Addict to attorney
With nowhere to go but The Salvation Army, Tracy Hughes makes the most of his recovery.
My mother and father were divorced when I was very young. I was raised by my mother. Life was normal until the age of 12, when my mother started using drugs. She became more concerned with supporting her addiction than paying the rent, utilities and buying food. I too started using drugs at the age of 13.
Shortly after, my mother was sentenced to multiple years in a women’s state prison as the result of her drug use. I was sent to live with my father, who had never been a part of my life. My main concern was getting friends, and the first group to accept me was the party crowd. Over the next few years I went to a lot of parties and for a while, it seemed fun. However, my addiction progressed rapidly.
At the age of 21, I relapsed out of two inpatient treatment programs. My life had become completely unmanageable due to drugs and alcohol. I was no longer able to provide myself with food, clothing and shelter. I was living on the streets, sleeping on park benches and in stairwells and only eating by the grace of the local shelter that provided breakfast and lunch to the homeless.
At 29, I was living at a park in Pasadena. I lived there for several years, having given up on recovery. I accepted the fact that I would never get off the streets. I had lost all hope.
As winter was approaching, I checked into the Pasadena Salvation Army Adult Rehabilitation Center (ARC), not for recovery, but to get out of the cold. About two months after my arrival I became upset with some staff decisions and announced I would be leaving the program. I stormed up to my room and began to pack my things.
Then God gave me a moment of clarity. I realized as I was packing that I had nowhere to go. I had always been apprehensive about turning my will and life over to the care of God as I was not sure what he was going to do with me. What I wanted was to see God’s plan for my life so I could make changes and suggestions as appropriate.
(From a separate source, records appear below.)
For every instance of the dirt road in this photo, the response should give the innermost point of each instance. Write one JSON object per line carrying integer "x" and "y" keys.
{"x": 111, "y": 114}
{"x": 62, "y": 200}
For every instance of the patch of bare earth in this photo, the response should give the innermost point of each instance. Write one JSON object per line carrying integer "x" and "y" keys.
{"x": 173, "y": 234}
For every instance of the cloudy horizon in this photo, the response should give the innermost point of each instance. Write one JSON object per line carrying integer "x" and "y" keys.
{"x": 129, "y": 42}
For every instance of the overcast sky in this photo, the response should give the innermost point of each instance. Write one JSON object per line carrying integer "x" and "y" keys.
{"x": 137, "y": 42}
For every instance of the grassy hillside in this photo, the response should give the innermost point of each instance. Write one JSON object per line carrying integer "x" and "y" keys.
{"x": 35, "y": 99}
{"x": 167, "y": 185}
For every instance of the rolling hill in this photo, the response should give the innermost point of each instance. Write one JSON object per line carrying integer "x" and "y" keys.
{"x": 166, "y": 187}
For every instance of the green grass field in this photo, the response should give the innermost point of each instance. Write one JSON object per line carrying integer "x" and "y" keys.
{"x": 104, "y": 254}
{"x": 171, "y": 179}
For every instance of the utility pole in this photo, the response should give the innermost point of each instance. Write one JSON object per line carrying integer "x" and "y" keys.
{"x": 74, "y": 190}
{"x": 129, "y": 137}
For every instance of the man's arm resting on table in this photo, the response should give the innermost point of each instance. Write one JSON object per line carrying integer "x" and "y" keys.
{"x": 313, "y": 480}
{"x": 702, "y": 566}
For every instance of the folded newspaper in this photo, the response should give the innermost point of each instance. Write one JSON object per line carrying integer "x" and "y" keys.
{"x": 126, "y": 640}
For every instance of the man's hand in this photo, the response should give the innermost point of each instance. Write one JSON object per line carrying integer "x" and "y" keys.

But now I had reached the end. Even though I did not know what would happen if I stayed, I knew that if I left I would likely never return from a life of homelessness and addiction. I got on my knees and told God that it no longer mattered what he did with my life as it could not be any worse than what I had done with it.
With this surrender, I stayed at the ARC and completed the six-month program in April 1995. The well-rounded program of worship, work therapy, addiction therapy, counseling, fellowship, and the 12 steps prepared me for a life outside of treatment.
As I accumulated time sober, God’s plan for my life began to unfold. After a year, I met the woman who would become my wife. In April 2014, we will celebrate our 15-year wedding anniversary. A few years into our marriage, we bought a house.
At five years sober I enrolled in college, and for the next five years I went to work during the day and school at night to earn a bachelor’s degree in business administration.
While in college I thought about attending law school. But, I thought that there must be something that prevents people like me from becoming a lawyer. I did some research but found no obstacles. I prayed that I would do the footwork and leave the results to him, and the doors opened.
For the next four years I worked during the day and went to law school in the evening. I graduated magna cum laude, passed the State Bar of California exam on my first attempt, and was sworn in to practice law.
Of course, I am grateful to God for allowing me to have such a wonderful career, but I know that my purpose in life is much more than being an attorney. My life today is dedicated to building my relationship with Jesus Christ, a major part of which is giving back to The Salvation Army.
I made a commitment several years ago at the Pasadena ARC to lead a group each Wednesday night that introduces the new beneficiaries to the 12 steps. In addition, another gentleman and I give a weekend 12-step seminar two times each year at the ARC. And aat any given time I sponsor two to three men.
Besides my work with The Salvation Army, I participate in a jail ministry called PRISM. One or two times each month my wife and I lead a Sunday church service for one of the units at the Twin Towers Los Angeles County jail facility.
On that day at the ARC when I finally turned my will and my life over to the care of God, if I had written down the life I wanted in 19 years, I would not have even come close to the life I have today. I guess that is why God did not give me a plan or proposal for my review. He knew that his will for me was greater than anything I could have imagined.